With the discriminated union, once we confirm `n.type === "Literal"`, TS can "know" that `n` is a `Literal`, and we can access its fields appropriately.

This doesn't change `Node` to `AnyNode` in the parameters to the walker functions themselves, since we don't use TS in the library itself, so we have no need to disambiguate between input Nodes. If we pass e.g. a `BlockStatement` as the first argument to `simple`, that's fine for TS because a `BlockStatement` is a `Node`. I don't think it would hurt anything to change those occurrences to `AnyNode` too, though.

**Cleaning up some duplication**

The visitor object types previously contained a little duplication because visitor objects can contain either Node type names (like `Literal`) or Aggregate type names (like `Pattern`) as keys. Previously, we used an intersection type (`{} & {}`) to account for the Node/Aggregate cases, but now there's a single conditional type who we can share between the visitor object types. Hopefully giving names to all the different parts makes things clearer too.

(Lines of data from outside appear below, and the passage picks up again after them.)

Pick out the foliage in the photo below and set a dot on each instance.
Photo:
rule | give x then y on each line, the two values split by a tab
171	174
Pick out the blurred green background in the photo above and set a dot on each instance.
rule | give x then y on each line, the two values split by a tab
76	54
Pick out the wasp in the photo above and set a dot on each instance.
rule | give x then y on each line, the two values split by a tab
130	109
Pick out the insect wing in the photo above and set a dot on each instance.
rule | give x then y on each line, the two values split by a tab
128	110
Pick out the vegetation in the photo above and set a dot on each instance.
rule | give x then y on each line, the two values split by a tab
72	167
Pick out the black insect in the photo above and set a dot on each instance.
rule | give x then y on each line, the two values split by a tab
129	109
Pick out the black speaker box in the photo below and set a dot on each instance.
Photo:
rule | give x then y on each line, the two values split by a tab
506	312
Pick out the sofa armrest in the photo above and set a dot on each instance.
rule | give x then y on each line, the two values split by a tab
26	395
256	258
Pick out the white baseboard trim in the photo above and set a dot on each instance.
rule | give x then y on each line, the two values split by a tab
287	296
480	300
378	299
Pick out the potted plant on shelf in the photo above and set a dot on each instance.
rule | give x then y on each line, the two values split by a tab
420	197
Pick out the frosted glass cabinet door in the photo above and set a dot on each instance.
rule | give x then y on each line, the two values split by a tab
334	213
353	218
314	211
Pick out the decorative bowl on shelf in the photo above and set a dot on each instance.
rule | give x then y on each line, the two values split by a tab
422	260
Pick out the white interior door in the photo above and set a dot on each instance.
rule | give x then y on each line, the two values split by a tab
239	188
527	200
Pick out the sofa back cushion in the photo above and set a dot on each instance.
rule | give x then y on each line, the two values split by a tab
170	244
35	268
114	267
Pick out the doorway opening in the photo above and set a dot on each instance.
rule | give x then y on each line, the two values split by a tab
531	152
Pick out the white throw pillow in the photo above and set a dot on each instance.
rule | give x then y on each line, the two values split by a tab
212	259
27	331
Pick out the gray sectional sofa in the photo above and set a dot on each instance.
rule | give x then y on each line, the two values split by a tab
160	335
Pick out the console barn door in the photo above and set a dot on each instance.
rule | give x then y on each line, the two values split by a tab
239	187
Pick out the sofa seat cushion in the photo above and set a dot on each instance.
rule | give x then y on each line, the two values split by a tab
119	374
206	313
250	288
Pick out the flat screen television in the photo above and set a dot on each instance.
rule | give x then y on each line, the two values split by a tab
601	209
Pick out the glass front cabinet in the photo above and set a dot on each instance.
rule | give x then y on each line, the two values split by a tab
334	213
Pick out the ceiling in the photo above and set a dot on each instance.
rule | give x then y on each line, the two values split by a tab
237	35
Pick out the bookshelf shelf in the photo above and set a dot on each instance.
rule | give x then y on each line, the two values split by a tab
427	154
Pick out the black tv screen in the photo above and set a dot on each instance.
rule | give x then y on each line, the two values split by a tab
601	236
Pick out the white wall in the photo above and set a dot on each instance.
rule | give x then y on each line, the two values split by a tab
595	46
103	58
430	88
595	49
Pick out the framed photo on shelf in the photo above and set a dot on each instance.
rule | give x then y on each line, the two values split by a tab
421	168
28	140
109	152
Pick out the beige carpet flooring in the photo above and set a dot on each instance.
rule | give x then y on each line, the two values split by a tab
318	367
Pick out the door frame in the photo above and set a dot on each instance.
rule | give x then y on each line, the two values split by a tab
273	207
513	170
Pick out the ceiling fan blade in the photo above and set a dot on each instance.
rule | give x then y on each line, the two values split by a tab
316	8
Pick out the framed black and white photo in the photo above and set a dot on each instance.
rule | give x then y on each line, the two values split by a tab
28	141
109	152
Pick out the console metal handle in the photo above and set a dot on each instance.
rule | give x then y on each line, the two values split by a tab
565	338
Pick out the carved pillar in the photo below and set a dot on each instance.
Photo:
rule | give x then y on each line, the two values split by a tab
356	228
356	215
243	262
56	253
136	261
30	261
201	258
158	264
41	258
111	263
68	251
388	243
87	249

Also, with `NodeOrAggregateTypeName` representing both sets of type names, we can make the typing a little more accurate for the functions where we receive the type name in a callback.

**Adding type definition tests**

As part of making the change, I wrote some "type definition tests" using the [`tsd` library](https://github.com/tsdjs/tsd), where we can assert things like "when we write a visitor function for the Node type `Literal`, the walker function will call it with a `Literal` as the first argument."

I found them helpful in giving me some confidence while making the changes (just as regular tests do), so I feel like they're worth having if we ever need to change the types. We can run the same test with both the `walk.d.ts` before and after the changes, to see which new scenarios are accounted for with the changes.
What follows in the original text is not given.